Massimo Tettamanti ajoute que «si la Fondation Recherche 3R renonce à intervenir, l’ATRA est prête à diffuser le projet par ses propres moyens, en le présentant directement auprès des instituts intéressés».
Le chercheur admet toutefois que la réalisation concrète de son projet se heurte à plusieurs obstacles. Ainsi, d’un point de vue légal, une réglementation qui définirait l’utilisation des tissus humains est nécessaire. Juridiquement, une loi ad hoc devrait aussi être élaborée en vue de protéger les opérateurs sanitaires et les chercheurs.
«Une initiative louable»
D’un point de vue social, il s’agit de faire comprendre que l’utilisation de tissus humains pour la recherche n’entre nullement en compétition avec le don d’organes destinés à des greffes.
Enfin l’organisation ne doit rien laisser au hasard: une fois prélevés sur un organisme, les tissus se détériorent rapidement. Il faut pouvoir les traiter rapidement et gérer leur transport grâce à un personnel actif 24 heures sur 24, tous les jours de l’an.
Et les principaux intéressés, que pensent-ils du projet du docteur Tettamanti?
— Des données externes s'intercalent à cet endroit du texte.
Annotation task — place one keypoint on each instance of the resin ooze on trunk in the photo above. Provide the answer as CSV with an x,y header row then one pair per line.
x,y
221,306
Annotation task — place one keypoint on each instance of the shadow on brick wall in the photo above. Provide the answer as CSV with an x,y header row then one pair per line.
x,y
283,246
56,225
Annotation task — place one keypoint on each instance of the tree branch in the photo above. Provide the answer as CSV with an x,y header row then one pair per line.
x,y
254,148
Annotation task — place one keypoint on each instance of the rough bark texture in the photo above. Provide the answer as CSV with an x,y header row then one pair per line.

Swissinfo l’a demandé au professeur Antonio Lanzavecchia, directeur de l’Institut de recherche biomédicale (IRB) de Bellinzone. «L’initiative, en soi, est bonne et louable mais elle doit être évaluée avec attention», répond-il.
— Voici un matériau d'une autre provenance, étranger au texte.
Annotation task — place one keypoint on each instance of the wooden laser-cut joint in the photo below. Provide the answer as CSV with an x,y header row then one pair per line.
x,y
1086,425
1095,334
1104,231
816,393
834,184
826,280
Et d’ajouter: «Il y a des problèmes techniques, législatifs, éthiques et financiers à résoudre. Ceci dit, c’est vrai que les expériences faites sur des tissus humains seraient plus utiles pour l’homme que les expériences menées sur des animaux.»
«Notre chemin est orienté vers une nouvelle direction, vers une recherche biomédicale innovatrice, plus humaine et antivivisectionniste», conclut Massimo Tettamanti qui, avec son équipe, a consacré deux ans et demi de travail au projet.
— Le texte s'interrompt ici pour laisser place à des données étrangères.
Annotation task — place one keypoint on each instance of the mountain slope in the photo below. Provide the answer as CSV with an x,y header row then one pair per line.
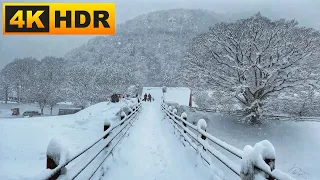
x,y
149,47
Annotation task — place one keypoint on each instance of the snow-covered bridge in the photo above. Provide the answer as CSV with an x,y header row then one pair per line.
x,y
152,142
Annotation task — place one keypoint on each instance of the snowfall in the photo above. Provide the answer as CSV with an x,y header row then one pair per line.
x,y
150,148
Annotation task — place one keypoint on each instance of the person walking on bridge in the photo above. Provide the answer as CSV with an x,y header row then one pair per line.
x,y
149,97
145,97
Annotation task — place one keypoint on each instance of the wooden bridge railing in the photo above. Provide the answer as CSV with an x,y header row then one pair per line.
x,y
56,162
197,137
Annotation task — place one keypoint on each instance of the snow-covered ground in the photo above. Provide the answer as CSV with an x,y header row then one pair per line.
x,y
296,143
180,95
152,151
24,141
swissinfo, Gemma d’Urso à Lugano
Edité par l’Association suisse pour l’abolition de la vivisection (ATRA), section de Lugano, le projet a été publié dans les trois langues nationales sous le titre de « Toxicité légale 3: Projet ATRA, Banques de tissus humains. »
Le livre a été rédigé en collaboration avec I-CARE, Centre international pour les alternatives dans la recherche et la didactique de New Dehli. Il vient d’être publié dans la prestigieuse revue scientifique britannique Atla (Alternative to Laboratory Animals).
Sur le modèle d’une banque de tissus humains en fonction à Londres, le projet prévoit la création d’un réseau de banques de tissus, sur tout le territoire suisse, directement à l’intérieur des centres hospitaliers.
Le projet permettrait de transformer des déchets hospitaliers destinés à être incinérés en instruments pour la recherche médicale.
En particulier il serait possible de:
– sauver 100’000 cobayes par année et réduire de 15 à 20% l’usage d’animaux de laboratoire.
– améliorer la recherche biomédicale
– améliorer la collaboration entre spécialistes actifs dans les hôpitaux et chercheurs qui travaillent en laboratoire.
Des projets similaires sont actuellement à l’étude en Allemagne et aux Pays-Bas
L’auteur du projet, le docteur en chimie de l’environnement, Massimo Tettamanti, 36 ans, est conseiller scientifique auprès de l’ATRA de Lugano depuis 2003.